I nerazzurri inseguono il quinto acuto consecutivo, ma dovranno fare i conti con un avversario desideroso di punti per risalire la china. La vigilia della trasferta calabrese nelle parole di coach Ciracì.
BISCEGLIE: La sesta tappa di ritorno della regular season propone una trasferta densa di insidie per l’Ambrosia, attesa sul parquet del PalaPulerà di Catanzaro. Reduce da quattro affermazioni di fila che ne hanno consolidato la leadership in compagnia di Siracusa e Massafra, la squadra nerazzurra incrocia domani un’avversaria invischiata – un po’ a sorpresa – nelle retrovie e desiderosa di riscattare l’indigesto -36 del turno precedente a Massafra.
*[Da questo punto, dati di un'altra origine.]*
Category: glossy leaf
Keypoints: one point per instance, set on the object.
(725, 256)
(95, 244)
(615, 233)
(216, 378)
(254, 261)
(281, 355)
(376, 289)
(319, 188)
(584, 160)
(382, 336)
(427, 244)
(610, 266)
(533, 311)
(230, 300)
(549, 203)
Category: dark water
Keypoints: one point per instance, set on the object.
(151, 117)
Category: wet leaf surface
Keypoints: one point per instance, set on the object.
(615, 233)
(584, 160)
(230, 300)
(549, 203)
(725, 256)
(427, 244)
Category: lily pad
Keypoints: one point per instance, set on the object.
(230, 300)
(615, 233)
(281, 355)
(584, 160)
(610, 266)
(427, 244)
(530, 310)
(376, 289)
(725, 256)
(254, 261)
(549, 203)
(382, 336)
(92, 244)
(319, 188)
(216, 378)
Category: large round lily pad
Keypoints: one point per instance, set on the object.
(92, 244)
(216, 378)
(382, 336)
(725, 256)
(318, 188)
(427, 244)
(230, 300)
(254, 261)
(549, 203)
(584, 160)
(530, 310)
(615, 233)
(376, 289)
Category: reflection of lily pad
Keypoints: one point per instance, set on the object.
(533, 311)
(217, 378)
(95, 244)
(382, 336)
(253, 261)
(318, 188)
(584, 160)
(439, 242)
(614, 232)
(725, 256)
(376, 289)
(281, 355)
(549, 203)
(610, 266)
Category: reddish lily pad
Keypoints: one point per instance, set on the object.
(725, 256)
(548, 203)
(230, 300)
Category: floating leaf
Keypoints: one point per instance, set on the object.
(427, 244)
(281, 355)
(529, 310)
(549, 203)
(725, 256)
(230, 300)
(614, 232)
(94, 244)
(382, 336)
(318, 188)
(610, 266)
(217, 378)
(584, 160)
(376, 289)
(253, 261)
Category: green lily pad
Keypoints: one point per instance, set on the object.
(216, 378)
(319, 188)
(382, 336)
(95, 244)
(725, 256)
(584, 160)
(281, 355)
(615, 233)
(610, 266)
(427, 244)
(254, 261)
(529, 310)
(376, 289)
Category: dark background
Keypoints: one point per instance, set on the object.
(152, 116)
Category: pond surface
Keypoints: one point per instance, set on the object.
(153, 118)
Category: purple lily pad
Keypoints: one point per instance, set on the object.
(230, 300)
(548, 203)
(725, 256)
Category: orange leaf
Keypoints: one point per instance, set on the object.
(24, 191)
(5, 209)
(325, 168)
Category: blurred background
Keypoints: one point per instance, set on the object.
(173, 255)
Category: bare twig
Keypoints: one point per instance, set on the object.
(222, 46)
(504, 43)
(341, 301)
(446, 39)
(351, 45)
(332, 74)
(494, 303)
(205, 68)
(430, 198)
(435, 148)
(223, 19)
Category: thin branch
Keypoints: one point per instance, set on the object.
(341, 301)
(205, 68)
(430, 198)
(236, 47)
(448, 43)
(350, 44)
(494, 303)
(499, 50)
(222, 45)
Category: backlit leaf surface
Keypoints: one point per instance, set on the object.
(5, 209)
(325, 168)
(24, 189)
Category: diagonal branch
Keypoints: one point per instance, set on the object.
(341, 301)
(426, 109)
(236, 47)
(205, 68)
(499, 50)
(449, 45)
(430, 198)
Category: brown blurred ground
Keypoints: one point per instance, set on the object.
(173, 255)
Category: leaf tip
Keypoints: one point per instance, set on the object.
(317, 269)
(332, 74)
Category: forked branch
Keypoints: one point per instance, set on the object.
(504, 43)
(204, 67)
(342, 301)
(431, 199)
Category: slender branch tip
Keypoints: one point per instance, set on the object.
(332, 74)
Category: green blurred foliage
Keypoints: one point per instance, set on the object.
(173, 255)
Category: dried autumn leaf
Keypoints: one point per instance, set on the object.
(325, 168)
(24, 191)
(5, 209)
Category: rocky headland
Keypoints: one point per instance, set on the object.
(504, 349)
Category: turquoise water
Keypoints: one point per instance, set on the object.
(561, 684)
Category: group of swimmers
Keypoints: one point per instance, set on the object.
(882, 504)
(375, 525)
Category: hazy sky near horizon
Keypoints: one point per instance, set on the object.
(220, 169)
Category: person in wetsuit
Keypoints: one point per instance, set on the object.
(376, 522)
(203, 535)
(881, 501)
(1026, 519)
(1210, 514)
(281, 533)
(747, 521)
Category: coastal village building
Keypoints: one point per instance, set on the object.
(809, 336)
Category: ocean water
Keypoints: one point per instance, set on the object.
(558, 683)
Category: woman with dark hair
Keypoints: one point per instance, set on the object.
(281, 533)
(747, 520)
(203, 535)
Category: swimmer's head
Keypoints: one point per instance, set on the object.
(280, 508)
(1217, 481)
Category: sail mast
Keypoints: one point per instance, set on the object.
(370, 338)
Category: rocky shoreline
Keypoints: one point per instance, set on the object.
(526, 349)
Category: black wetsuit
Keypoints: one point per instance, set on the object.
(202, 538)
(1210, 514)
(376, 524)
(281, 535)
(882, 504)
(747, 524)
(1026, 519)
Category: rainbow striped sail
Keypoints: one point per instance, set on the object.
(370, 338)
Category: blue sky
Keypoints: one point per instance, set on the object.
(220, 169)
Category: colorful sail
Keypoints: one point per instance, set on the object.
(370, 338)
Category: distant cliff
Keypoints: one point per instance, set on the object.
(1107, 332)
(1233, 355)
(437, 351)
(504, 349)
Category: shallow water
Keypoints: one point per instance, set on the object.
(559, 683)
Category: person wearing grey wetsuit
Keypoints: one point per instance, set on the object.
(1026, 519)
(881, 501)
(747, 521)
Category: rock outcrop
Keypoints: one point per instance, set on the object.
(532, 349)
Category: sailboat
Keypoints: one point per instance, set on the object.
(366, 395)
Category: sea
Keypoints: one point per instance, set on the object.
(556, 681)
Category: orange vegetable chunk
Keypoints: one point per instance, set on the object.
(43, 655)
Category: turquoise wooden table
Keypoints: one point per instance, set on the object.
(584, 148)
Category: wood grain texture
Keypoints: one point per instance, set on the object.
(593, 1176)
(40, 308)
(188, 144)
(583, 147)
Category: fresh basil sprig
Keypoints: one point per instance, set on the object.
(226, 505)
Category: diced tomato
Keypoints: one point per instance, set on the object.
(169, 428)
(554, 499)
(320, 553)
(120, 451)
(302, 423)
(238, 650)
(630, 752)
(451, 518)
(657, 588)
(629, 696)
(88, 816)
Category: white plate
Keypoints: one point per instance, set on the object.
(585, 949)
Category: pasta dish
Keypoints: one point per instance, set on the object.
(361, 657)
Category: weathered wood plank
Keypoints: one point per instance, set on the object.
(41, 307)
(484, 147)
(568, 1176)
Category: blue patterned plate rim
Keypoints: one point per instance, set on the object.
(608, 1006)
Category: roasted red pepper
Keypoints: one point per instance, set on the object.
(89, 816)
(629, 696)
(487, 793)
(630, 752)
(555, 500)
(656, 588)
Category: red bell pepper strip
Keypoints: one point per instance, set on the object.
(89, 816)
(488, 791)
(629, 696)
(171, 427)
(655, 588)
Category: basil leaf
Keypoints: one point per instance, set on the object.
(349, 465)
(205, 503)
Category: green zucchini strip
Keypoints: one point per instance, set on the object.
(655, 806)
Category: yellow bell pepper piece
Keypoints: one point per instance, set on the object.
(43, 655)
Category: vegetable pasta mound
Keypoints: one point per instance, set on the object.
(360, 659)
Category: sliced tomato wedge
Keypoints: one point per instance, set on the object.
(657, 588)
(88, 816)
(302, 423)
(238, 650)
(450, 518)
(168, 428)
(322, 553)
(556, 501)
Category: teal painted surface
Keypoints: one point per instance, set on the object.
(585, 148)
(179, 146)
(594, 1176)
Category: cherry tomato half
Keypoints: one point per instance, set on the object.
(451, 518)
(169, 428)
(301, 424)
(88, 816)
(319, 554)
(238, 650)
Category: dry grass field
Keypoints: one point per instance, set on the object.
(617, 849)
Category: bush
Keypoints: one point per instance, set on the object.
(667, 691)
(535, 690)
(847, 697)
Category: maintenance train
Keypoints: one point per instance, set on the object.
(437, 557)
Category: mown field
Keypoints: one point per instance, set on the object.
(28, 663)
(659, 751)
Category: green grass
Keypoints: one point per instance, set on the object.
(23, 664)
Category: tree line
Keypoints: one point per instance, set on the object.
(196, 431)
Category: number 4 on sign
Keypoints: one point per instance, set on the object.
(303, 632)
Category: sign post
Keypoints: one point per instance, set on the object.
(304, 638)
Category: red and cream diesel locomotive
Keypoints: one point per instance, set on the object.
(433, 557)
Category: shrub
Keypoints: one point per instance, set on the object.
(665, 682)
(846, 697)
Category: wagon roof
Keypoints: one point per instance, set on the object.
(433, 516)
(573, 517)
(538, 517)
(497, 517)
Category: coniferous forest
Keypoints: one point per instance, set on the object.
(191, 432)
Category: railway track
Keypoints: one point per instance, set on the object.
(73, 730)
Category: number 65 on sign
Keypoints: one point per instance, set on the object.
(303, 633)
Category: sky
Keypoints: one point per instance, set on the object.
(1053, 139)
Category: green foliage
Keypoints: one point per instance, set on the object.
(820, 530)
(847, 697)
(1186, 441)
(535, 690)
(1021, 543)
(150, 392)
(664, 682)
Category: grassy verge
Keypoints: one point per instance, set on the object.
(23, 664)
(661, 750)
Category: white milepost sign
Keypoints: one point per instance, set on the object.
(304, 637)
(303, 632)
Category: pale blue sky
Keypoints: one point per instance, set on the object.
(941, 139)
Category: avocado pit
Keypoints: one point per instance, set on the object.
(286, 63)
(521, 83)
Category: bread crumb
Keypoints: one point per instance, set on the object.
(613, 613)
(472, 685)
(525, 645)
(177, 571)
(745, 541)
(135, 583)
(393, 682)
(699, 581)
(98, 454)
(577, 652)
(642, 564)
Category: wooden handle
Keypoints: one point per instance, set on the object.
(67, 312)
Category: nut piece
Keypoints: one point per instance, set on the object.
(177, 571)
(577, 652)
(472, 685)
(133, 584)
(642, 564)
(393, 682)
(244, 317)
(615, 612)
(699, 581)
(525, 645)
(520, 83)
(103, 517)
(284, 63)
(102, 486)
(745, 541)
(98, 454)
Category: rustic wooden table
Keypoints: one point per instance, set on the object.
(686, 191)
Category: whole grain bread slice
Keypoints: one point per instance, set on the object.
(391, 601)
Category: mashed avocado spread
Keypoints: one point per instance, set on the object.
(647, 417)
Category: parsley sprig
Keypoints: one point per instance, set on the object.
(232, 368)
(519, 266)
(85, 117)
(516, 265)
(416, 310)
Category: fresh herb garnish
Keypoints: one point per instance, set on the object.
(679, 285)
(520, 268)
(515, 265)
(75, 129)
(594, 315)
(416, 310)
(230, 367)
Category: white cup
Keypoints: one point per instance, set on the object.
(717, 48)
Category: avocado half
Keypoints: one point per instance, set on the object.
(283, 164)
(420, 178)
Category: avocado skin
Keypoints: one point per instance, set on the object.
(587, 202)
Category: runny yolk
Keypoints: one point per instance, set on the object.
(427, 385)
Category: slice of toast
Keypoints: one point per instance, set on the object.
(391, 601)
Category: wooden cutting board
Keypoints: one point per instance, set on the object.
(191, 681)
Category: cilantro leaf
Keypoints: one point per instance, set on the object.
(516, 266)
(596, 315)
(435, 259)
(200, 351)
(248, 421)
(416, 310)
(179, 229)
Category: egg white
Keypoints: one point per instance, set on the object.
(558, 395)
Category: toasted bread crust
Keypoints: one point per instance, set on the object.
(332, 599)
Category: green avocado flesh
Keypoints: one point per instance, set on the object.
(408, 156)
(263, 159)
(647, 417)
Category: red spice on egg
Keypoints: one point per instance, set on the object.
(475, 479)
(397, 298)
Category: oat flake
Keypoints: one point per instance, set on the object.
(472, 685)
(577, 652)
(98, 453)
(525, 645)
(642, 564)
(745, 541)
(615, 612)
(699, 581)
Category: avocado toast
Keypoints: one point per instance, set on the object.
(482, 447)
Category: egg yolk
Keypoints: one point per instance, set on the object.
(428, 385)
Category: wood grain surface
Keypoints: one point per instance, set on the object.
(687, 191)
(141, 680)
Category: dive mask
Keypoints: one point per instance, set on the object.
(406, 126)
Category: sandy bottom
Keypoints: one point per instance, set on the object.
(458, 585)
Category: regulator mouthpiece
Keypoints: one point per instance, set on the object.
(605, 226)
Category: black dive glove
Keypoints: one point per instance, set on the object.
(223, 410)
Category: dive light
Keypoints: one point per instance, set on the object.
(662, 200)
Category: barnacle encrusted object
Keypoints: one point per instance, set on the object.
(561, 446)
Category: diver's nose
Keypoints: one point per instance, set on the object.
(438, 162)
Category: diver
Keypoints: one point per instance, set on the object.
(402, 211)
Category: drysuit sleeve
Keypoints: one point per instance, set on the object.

Alla vigilia del match, coach Lillino Ciracì non nasconde un po’ di apprensione per qualche intoppo di natura fisica registrato in settimana. “Diversi acciacchi hanno colpito a turno Novati, Gallerini e Storchi, costretti a lavorare a singhiozzo, oltre al giovane Gambarota fuori uso per uno strappo muscolare che lo terrà fermo oltre un mese. Tale situazione ha logicamente abbassato la qualità dei nostri allenamenti – spiega il tecnico mesagnese -. A Catanzaro sarà un appuntamento delicato, loro vogliono risalire dall’attuale terzultimo posto. Dispongono di gente esperta come Giordano, Cattani, Radovanovic e Mlinar (quest’ultimo in testa alla speciale classifica dei rimbalzisti, nda), probabilmente nella stagione in corso non hanno trovato la giusta chimica, ma a livello di capacità il team calabrese era fra i più accreditati ad inizio torneo. Per quanto ci riguarda, le partite contro Bari e Bernalda hanno confermato la tesi secondo cui ora inizia un altro campionato, in cui tutte giocano col coltello fra i denti per centrare i rispettivi obiettivi. Noi ci recheremo in Calabria con la consueta idea di vincere, pur nutrendo il massimo rispetto per gli avversari. Chiederò ai ragazzi di difendere con la massima intensità e senza mai perdere la testa negli eventuali momenti di impasse”.
Intanto i risultati della 18esima giornata hanno determinata una piccola frattura tra le prime della classe e le inseguitrici Corato, Reggio Calabria e Patti. “Non scherziamo, quattro punti sono un margine assolutamente recuperabile ed è ancora presto per definire le gerarchie – sottolinea Ciracì -. Non si dimentichi inoltre che, con la fase ad orologio successiva alla regular season, l’incertezza sarà ancor più grande”.
La gara tra Catanzaro e Ambrosia Bisceglie sarà diretta dai signori Domenico Ielo di Reggio Calabria e Giovanni Roca di Avellino.